The following trip is a good example.

The weather in Vancouver on the day of embarkation in July was perfect for an Alaskan cruise: clear skies, light breeze and temperatures in the low 80s Fahrenheit.

The next day, on the way to the first port at Ketchikan, the weather was cold and raining. The ship was surrounded by dense fog and regularly blasted its horn to warn nearby vessels. The day after, in Ketchikan, the skies were clear and temperatures warm again.

But this warm day in Ketchikan was an exception, as locals kept telling us. Summer temperatures rarely get much higher than the low 70s Fahrenheit. More commonly, daytime temperatures on land reach only the 60s Fahrenheit and are even cooler on the water. are Early morning and late afternoon temperatures on the water are especially cool.

Anyone taking an Alaskan cruise for the first time shouldn’t just plan on what to do when visiting the natural wonders at each cruise port. They also should plan on keeping busy onboard the ships when bad weather drives them indoors. Even the ship library gets packed.

Common Ship Activities

Most cruise ships including the ones that go to Alaska have a full day of events on a schedule they distribute the night before. Typical events include:

  • Art auctions of works by popular artists such as Peter Max. Prices often start at $1,500.
  • Free liquor tastings in small amounts that tempt some people to buy expensive bottles in the duty-free shop.
  • Dance classes in styles such as salsa and merengue.
  • Cooking classes.
  • Gemstone classes, again in the duty-free shop.
  • Fee-based bingo tournaments.
  • Entertainment shows, usually at night in the lounges and main theater.

Active people may find that the ship’s activity schedule is simply not full or interesting enough to fill an entire day when the weather is poor. So it’s a good idea to plan on some backup activities.

Activities Unique to Alaska Cruises

Fog and rain often drive people indoors on cruise ships. © 2022 Scott S. Bateman

Caribbean cruise passengers often spend time on the outdoor decks swimming, sunning and just relaxing. Clubs, lounges and other indoor areas are often empty during the day.

The complete opposite is true for Alaska cruises. Indoor areas are often packed with people reading books, playing games or spending time on laptops.

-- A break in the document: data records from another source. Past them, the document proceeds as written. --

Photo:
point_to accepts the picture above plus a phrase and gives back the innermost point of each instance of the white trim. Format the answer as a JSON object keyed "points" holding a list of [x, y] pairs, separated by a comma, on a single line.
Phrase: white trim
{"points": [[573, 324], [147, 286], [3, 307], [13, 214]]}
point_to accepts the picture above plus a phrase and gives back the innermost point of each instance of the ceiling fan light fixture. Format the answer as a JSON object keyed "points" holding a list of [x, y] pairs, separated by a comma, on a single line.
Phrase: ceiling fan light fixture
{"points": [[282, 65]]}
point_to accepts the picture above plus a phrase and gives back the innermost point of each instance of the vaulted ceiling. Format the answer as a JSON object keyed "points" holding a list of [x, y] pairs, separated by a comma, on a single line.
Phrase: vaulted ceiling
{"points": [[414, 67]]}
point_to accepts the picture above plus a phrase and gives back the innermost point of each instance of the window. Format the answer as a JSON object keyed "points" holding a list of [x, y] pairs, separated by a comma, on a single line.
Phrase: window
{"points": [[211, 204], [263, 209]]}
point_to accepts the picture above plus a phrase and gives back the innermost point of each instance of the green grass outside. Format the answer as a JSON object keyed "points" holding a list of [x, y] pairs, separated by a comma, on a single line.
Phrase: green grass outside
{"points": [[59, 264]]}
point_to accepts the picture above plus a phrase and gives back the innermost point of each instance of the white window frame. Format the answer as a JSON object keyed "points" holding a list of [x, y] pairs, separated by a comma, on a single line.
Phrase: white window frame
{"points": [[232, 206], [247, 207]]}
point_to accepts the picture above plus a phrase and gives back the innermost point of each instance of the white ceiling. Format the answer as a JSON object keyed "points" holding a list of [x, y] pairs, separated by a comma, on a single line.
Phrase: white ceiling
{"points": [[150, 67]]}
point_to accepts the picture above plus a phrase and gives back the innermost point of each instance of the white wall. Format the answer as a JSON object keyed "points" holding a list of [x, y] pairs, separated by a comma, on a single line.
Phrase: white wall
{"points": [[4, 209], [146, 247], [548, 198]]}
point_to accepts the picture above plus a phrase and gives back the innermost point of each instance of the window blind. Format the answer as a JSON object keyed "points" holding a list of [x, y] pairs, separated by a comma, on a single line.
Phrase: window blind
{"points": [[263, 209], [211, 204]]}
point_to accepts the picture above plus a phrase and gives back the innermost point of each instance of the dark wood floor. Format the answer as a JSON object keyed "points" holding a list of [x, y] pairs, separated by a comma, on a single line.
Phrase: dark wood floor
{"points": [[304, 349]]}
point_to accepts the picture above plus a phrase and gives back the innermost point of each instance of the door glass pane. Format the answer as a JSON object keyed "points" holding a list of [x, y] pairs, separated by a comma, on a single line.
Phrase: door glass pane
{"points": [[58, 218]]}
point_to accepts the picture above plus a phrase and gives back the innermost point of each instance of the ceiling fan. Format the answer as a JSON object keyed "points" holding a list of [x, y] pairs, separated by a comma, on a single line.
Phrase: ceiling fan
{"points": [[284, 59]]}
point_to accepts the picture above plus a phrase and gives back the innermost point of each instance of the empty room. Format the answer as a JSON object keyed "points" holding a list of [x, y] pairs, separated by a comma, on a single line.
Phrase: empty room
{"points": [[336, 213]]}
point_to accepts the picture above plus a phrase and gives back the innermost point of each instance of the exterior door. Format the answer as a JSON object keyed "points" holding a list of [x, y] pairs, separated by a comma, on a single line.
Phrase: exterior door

Reading is big on Alaska cruises. Most ships have a library of several hundred used books as well as a game room for card players. The library’s books were often left behind by cruise passengers. But don’t expect a Library of Congress.

More time indoors compared to cruises elsewhere makes it a good idea to pack extra audio books, ebooks, music and movies onto portable electronic devices such as smartphones, ebook readers and laptops.

Finally, don’t forget to bring the old-fashioned entertainment: hardcover, paperback and puzzle books.

More Things to Do On Board

Alaska cruises are different than cruises elsewhere because of the narrow passages. On cooler days, heartier souls lay on lounge chairs facing away from the ship and watched the mist- and cloud-covered mountains as we passed them.

Mountain watching is probably the most serene and inactive thing to do aboard ship. Hats, gloves and extra layers of clothing are often a must. Tours of Glacier Bay bring nearly all of the passengers onto the decks for hours of viewing.

Don’t bother with Internet access during spotty weather in remote areas or if unwilling to pay the high shipboard access fees. Instead, wait for free wi-fi access at certain shops and visitor centers on shore.

Otherwise, expect to spend a lot of time in bad weather either watching TV in a tiny cabin, snoozing in a lounge or shivering on the deck wrapped in coats and towels.

Scott S. Bateman is a professional journalist who has traveled widely throughout the Caribbean and the Americas.